Hilfreich ist auf eine neugierige, offene, wohlwollende Art aufmerksam zu sein auf alle Gedanken und Gefühle, die gerade da sind.

Sie können alles registrieren, was aufkommt, und dann versuchen, mit den entstehenden Gedanken und Gefühlen zu atmen, ohne sie festzuhalten oder wegzuschieben oder weiter darüber nachzudenken – Sie umgeben sie einfach mit gütiger Bewusstheit. Diese Übung kann zwar in emotional brisanten Momenten eine echte Herausforderung sein, kann aber auf Dauer zu neuen Einsichten und Perspektiven führen.

Myla und Jon Kabat-Zinn

Besonders hilfreich und sogar erhellend kann es sein, wenn du nicht überhastet anfängst, die Situation zu korrigieren oder zu ändern, obwohl du den starken Impuls dazu verspürst. Du kannst versuchen, genau in diesem Moment die Situation mit den Augen deines Gegenübers zu sehen. Was könnten seine Gefühle und Bedürfnisse sein? Was braucht es von dir?
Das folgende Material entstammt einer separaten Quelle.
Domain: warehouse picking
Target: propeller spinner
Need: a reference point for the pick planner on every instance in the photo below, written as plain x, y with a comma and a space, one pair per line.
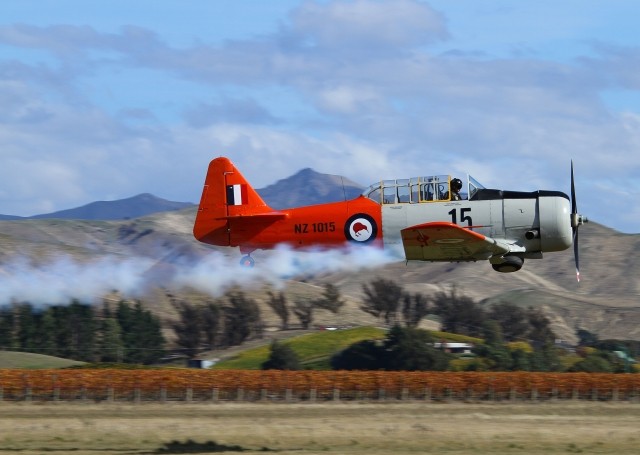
576, 221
Siehst du vielleicht, während du die Intensität dieses Moments akzeptierst, einen Weg, weniger reflexhaft und dafür angemessener und vertrauensbildend zu reagieren? Wenn du ratlos oder verwirrt bist, was du in einem problematischen Moment tun oder wie du reagieren sollst, ziehe auch in Betracht, gar nichts zu tun – zumindest für den Moment.

Wenn du emotional völlig mitgerissen wirst und die Richtung nicht ändern kannst, kannst du versuchen, dir hinterher einen Moment Zeit zu nehmen, um über das Geschehene nachzudenken. Du wirst viele Gelegenheiten bekommen, das Überwinden von Gewohnheitmustern zu üben.(4) Egal, wie es gelaufen ist, wir können jeden Ausgangspunkt sehen als Schritt auf hin zu mehr innerer Ruhe.

Die Aufmerksamkeit konzentrieren und erweitern

Lege Musik auf, die dir gefällt und die mehrere Instrumente enthält. Du wirst beim Zuhören deinen Fokus verlagern von einem Instrument oder einer Gruppe von Instrumenten, wie z.B. den Streichern, auf andere Instrumente. Am besten ist es, wenn du einen Plan hast, wo du deine Aufmerksamkeit hinlenkst, bevor du beginnst, damit die Musik nicht das Kommando übernimmt und dir den Ablauf diktiert. Du kannst einen Ein-Minuten-Timer auf deinem Telefon verwenden, um dich daran zu erinnern, den Schwerpunkt zu verlagern. Während du zuhörst, notiere zuerst die Kombination der Instrumente und konzentriere dann deine gesamte Aufmerksamkeit auf nur eines der Instrumente, sagen wir den Bass oder eine Gruppe von Instrumenten. Nach einer Minute konzentriere dich auf ein anderes Instrument, etwa das Schlagzeug, und so weiter. Zum Schluss richte deine Aufmerksamkeit auf die gesamte Band oder das Orchester. Dann durchlaufe diese verschiedenen Schwerpunkte noch ein oder zweimal.

Eine andere gute Möglichkeit, den Wechsel von Konzentration zwischen Fokus und breiterer Aufmerksamkeitsspanne im täglichen Leben zu üben, sind Arbeitstreffen. In der nächsten Besprechung, an der du teilnimmst, versuche zwischen der Konzentration auf einen bestimmten Redner oder Zuhörer und dann auf alle Teilnehmer gleichzeitig hin und her zu wechseln. (6)


Fazit

Innere Ruhe ist eng mit Zufriedenheit verbunden. Die Balance aus den unterschiedlichen Zielen und Wünschen, die uns wichtig ist ist eigentliche Lebenskunst.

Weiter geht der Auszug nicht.